Shrimp and other shellfish are not only a staple of the Southern diet, they contain a high level of Zinc which promotes healthy immune function. Dr. Jackson explains, “It also helps control inflammation by triggering the birth of white blood cells and promotes healthy skin by carrying vitamin A to your skin and regulating your body’s hormonal response.” Other foods like nuts, beans, mushrooms, chicken, pork, and even dark chocolate are also packed with this health-promoting element.
This holiday season when you find Brazil nuts in the bottom of your stocking, know that Santa is giving you more than a yummy treat, he’s giving you a selenium-loaded food that can improve your skin. “Selenium is a trace mineral and vital nutrient for our cells. It is highly anti-inflammatory and is considered to be a stronger combination when partnered with vitamin E (found in foods such as almonds) to fight free radicals—the harmful and highly reactive molecules released by skin in response to environmental factors like UV rays and smog,” says Dr. Jackson. So go ahead, dig into the mixed nuts!
All citrus is packed with vitamin C, which has a number of health benefits including some that are great for skin. “Vitamin C strengthens the immune system, thereby increasing the skin’s ability to fight bacteria that causes acne. It also has healing properties that stimulate the growth of ligaments and tissues, which can help heal acne scars," Dr. Hooper says and goes on to add one extra benefit of the fruit. “It also boosts the production of collagen, which promotes healthy, radiant skin.” For other sources of vitamin C you can incorporate Brussels sprouts, broccoli, and tomatoes into your diet.
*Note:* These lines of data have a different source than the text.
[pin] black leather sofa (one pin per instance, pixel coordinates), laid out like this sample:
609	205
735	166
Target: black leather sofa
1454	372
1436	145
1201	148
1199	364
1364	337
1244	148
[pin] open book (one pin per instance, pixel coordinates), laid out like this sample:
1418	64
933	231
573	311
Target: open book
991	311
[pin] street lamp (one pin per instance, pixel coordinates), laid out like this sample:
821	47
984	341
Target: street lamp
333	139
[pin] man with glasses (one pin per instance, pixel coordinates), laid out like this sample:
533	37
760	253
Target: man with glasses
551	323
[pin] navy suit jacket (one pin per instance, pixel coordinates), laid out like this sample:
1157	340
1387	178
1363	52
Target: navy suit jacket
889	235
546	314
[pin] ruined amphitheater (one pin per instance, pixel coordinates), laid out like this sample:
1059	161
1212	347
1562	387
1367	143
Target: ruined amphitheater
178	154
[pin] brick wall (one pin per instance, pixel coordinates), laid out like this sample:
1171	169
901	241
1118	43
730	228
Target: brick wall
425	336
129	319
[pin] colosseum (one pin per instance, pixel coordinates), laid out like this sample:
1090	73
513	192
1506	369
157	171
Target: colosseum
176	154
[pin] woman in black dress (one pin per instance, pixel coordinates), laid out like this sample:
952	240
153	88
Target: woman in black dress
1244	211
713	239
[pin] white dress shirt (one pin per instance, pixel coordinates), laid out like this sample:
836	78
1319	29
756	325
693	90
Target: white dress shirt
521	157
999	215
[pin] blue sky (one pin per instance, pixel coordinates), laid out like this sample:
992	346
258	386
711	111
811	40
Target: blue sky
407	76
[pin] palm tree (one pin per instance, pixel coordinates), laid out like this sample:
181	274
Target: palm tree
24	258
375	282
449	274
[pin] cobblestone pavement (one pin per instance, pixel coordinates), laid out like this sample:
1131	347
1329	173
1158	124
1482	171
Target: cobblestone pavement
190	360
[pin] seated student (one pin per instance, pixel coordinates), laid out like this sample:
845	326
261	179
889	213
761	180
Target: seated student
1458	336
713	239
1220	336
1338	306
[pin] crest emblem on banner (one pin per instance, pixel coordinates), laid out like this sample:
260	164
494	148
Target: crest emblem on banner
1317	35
Maybe falling off the turnip truck isn’t such a bad thing. Turnip greens are packed with vitamin E and as Dr. Jackson explains, “Vitamin E neutralizes free radicals that can damage follicles and increase keratin formation. It is a fat soluble antioxidant and easily absorbs into skin promoting tissue repair.”
Our Fennel-and-Potato Gratin can help you prevent acne. As Dr. Hooper explains, “Fennel is antiseptic by nature, and is loaded with antioxidants that help prevent acne and cell damage. When consumed, fennel imparts a cooling effect to the skin. It calms irritation and inflammation.”
Hearts of Palm
Packed with vitamin B that helps regulate hormones, one of the major causes of acne, hearts of palm also offers up other important nutrients such as B6. “B6 is an essential cofactor for other B vitamins to work for your skin. It also helps prevent excess production of sebum (skin’s oil of which too much can contribute to acne). If you don’t have all your B vitamins, it doesn’t do you any good to have just one. Not getting enough vitamin B6 cancels out the effects of folic acid, niacin, and B12 to fight inflammation,” she explains. Foods like dried prunes and apricots, and bananas are also are high in these vitamins.
“Allicin, found in garlic, breaks down into sulfenic acid—an antioxidant that fights free radicals faster than any other antioxidant. Allicin aids in the formation of glutathione, a super-powerful antioxidant that your body makes, and acne patients commonly lack that inhibits them from fighting bacteria,” Dr. Hooper explains.
Possibly your new favorite sandwich topping, this veggie can have wonderful effects for the skin. “Alfalfa sprouts contain vitamin A, which is so important in building healthy skin. Due to its blood purifying ability, it has a mild antibiotic effect on skin and has helped reduce skin blemishes,” says Dr. Jackson. She goes on to explain how it can even be effective in anti-aging, “The enzymes found in alfalfa slow down the aging process by helping fight inflammation.”